Monday, 2 March 2015

Miliband's unexpcted favour to the Lib Dems

The personal finance expert Martin Lewis has come out against Labour's plan to cut student fees to £6,000 a year.  He says it is is subsidy to future bankers, as he explains:

"The only people who would gain from it are those who would clear their entire loan for tuition fees plus any loans for living costs, plus the interest, within the 30 years. To do this you’d need to be a high earner.

"To see the exact amount, go to my student finance calculator and play about with different scenarios – watching the impact of reducing tuition fees. It shows that only those with a STARTING SALARY of at least £35,000 – and then rising by above inflation each year after – would pay less if you cut tuition fees (we have assumed the student also takes out £5,555 in maintenance loans per year).
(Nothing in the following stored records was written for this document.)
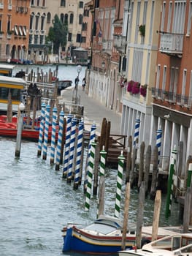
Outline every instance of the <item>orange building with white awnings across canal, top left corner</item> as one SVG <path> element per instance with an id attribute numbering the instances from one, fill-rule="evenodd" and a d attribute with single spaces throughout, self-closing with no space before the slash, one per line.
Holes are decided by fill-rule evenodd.
<path id="1" fill-rule="evenodd" d="M 27 58 L 30 0 L 0 2 L 0 59 Z"/>

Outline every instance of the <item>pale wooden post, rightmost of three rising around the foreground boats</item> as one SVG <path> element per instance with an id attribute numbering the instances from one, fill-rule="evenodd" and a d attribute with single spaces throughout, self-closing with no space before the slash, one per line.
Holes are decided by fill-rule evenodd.
<path id="1" fill-rule="evenodd" d="M 158 238 L 158 223 L 161 212 L 161 190 L 157 190 L 155 196 L 155 206 L 153 212 L 152 241 Z"/>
"That’s a very high amount, mainly only City law firms, accountancy firms and investment banks pay that much as starting salaries. Is that really who Labour wants to target with this plan? Worse still, by cutting tuition fees it will reduce the bursaries that universities can give to attract poor students."


He is quite right about this.  It also shifts resources from existing students to future, well-paid graduates.
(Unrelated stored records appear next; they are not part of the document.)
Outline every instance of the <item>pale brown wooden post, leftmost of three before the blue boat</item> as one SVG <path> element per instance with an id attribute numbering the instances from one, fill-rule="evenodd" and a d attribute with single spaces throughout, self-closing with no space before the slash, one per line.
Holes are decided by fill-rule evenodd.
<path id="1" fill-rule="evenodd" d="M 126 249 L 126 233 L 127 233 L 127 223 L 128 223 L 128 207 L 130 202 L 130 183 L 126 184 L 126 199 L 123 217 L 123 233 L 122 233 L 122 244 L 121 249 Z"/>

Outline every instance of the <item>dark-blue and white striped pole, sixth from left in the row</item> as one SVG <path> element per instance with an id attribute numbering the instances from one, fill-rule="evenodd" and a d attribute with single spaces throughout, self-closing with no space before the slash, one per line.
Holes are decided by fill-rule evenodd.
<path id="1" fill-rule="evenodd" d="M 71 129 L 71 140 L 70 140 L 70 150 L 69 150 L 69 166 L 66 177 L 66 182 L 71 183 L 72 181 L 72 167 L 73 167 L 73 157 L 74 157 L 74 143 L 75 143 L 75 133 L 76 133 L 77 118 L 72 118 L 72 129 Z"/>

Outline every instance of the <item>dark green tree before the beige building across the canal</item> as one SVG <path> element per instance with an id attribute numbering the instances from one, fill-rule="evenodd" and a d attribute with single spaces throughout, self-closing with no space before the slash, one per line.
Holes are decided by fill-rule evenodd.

Because the truth about the - originally controversial - new system of university finance and students loans, that Vince Cable brought in, is that it bears few similarities to Labour's student loan system that it replaced.  It is only paid off when graduates can afford it, and those thresholds are very much higher now than they were.  It safeguards the low-paid theology graduates (I speak as one), but still provides them with the resources to study.

It provides proper funding for universities and it has underpinned a new life for universities, where a higher number of poorer students have been applying to go to university than ever before.
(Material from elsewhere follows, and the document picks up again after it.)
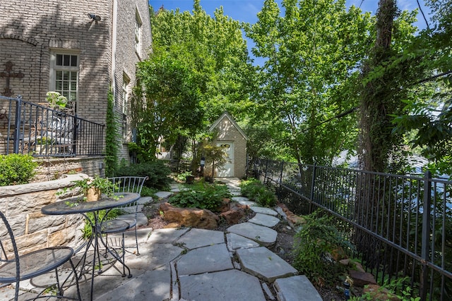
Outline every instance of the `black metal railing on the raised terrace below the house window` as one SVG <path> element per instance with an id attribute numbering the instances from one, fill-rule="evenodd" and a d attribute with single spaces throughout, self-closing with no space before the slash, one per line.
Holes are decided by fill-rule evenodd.
<path id="1" fill-rule="evenodd" d="M 104 125 L 21 97 L 0 96 L 0 154 L 97 156 L 104 154 Z"/>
In fact, if Vince Cable had been a trickier customer - or longer in the job - he might have reasonably been able to claim that he had in fact abolished the old student loan system, as promised, and brought in a graduate tax with major safeguards for people who don't earn higher salaries.

Cable was too honest for that kind of Blairite spin.  But there is still a powerful case to be made for the new system, which is very much better and more generous than the old system.

In fact, it seems to me that Ed Miliband has done the Lib Dems an unexpected favour.  If he had not come up with this proposal, then the Lib Dems would have tiptoed through the general election whenever student loans were mentioned.  They would have been constantly on the back foot.

Now they are being forced to defend the current system, and therefore defend their record.  Since the current system is so much fairer than the old one, and they have a good case - this seems to me to be a heaven-sent opportunity.